I would agree with u on devils lake! i have fished for perch on many lakes and so far devils lake has been the best luck! especially for jumbo perch! I think devils lake is one of the best perch lakes in the U.S.


----------



## WidowMaker (Mar 7, 2006)

we did good on mille lacs this year even caught my biggest yet a 14 1/2 inch. Not sure where you are from but i would give it a shot and i m always up for going if ya need someone to show ya a spot or 2


----------



## njsimonson (Sep 24, 2002)

> I think devils lake is one of the best perch lakes in the U.S.


 If not THE best.

Though there are a lot of lakes in the NE part of SD that are cranking out some nice ones still.


----------



## Norm70 (Aug 26, 2005)

ya the alot of places NE SD and still some places in SE ND if you get there at the right time of yr. alot of the lakes in NE SD are really getting fished hard and this has been going on for awhile now. I hope not everyone is taking bucket fulls home. I hope there will be fish there 5 yrs down the road.


----------



## Jiffy (Apr 22, 2005)

Oh yeah, perch fishing on Devils Lake is absolutely awesome!!! :eyeroll:

Just like it use to be about 5 to 7 years ago!!! :roll:

D-E-V-I-L-S L-A-K-E......Devils Lake, Devils Lake........if you go to DL focus on walleye. You'll do much better!! :wink: :beer:


----------



## Jiffy (Apr 22, 2005)

Dont get all "secret code" on me either NJ.... :lol:


----------



## Jiffy (Apr 22, 2005)

Let me rephrase that for anybody reading this who thinks Devils Lake is GREAT for perch. If you are thinking about swarming some small slough instead of going to DL. Go to DL....its tougher to overfish!!! There are you happy now!! YOU know who YOU are!! (code>>>)  

Oh, I shouldnt be so hard on the lake. You will still catch a few and on occasion "get into them" but nothing like it use to be.

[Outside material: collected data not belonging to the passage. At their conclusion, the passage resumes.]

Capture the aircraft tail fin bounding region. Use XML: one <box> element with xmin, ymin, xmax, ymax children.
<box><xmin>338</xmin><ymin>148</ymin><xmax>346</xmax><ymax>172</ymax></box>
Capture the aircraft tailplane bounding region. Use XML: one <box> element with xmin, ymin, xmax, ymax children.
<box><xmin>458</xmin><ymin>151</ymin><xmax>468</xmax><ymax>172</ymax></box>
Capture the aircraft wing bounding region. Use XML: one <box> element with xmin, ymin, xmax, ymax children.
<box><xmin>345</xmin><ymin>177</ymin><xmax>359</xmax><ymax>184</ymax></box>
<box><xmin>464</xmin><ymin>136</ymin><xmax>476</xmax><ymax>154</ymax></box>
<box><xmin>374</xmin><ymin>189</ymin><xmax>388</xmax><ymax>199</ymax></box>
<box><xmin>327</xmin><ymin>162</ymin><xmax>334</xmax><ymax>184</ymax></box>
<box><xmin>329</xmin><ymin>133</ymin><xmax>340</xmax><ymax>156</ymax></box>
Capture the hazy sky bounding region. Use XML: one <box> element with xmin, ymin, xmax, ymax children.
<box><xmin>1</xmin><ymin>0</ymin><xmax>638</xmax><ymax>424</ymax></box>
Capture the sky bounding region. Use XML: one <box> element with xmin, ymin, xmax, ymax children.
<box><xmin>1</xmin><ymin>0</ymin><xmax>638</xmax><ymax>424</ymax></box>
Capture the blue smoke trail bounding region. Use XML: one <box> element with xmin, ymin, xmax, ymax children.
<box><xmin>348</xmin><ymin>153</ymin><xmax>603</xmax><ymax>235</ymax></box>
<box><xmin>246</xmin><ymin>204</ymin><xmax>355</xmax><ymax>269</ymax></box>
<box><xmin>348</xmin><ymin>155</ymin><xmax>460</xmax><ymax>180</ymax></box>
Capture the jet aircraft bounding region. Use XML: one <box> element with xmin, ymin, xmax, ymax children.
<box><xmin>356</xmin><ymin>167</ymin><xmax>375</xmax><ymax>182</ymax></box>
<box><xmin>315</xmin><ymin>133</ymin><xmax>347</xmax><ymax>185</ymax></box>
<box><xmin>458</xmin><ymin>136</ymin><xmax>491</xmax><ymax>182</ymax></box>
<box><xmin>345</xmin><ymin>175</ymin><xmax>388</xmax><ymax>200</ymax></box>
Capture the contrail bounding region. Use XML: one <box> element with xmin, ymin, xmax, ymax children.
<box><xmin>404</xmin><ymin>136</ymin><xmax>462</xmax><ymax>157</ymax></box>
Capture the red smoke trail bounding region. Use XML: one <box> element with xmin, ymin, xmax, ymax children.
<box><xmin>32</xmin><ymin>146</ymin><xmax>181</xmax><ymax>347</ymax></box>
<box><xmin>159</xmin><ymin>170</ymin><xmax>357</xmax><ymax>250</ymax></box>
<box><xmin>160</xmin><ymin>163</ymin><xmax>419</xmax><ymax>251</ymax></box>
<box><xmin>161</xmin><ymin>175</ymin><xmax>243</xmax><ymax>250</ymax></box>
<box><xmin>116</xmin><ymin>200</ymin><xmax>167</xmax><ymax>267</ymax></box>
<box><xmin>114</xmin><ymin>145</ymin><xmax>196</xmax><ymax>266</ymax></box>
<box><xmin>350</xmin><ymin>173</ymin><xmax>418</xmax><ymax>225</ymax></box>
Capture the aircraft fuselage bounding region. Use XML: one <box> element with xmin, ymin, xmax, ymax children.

IMNSHO!!!!


----------



## Horker23 (Mar 2, 2006)

Big and Little Winni in Minnesota pots out some monster too! all you need is some good flashers and constently moving to stay on them. might be a little tougher but it worth it


----------



## Outdoorsman567 (Jun 24, 2007)

# 1. i would have to say Devil's lake loots of good perch fishing there

# 2. Since i live right on it i would have to say about 30- 40 feet of water on lake erie using the old flashers :beer:


----------



## Ac_EsS (Jul 3, 2007)

i would have to lake erie! i have lived there my entire life except for the past four years of active dutyand the perch is always amazing!! wether they are bitting on minnows or worms! you can always catch a perch in lake erie from the docks and you can definatly catch your limit if you on a boat


----------



## magnum44270 (Jul 20, 2007)

shhh..leave the NE Sodak lakes out of this......

Devils lake for sure...


----------



## WaterfowlJunky (Mar 16, 2007)

stockade lake in Custer....hands down the best in SD...... :-?


----------



## fishinfool (Jul 7, 2007)

Lake Simcoe in Ontario, World Class.
Can't be beat for Jumbo Perch.

SS


----------



## Feather Freeks (Jan 21, 2008)

Never Fished Devils lake, but i've always wanted to. I would have to say one of the Best Perch Lakes in the U.S has to be Lake of the woods.


----------



## canadian (Dec 20, 2006)

fishinfool said:


> Lake Simcoe in Ontario, World Class.
> Can't be beat for Jumbo Perch.
> 
> SS


amen, also the smallies there get BIG!


----------



## Bustin Lips (Mar 16, 2008)

LOTW, and Mille Lacs. Mille Lacs is a way tougher lake to catch though, but when you do, WOW. Way better than driving 7-8 hours.


----------



## goosehunternd (Mar 10, 2006)

2 words Stump Lake this winter it was like devils lake used to be, although We still did grind quite a few out of DL the last 2 years


----------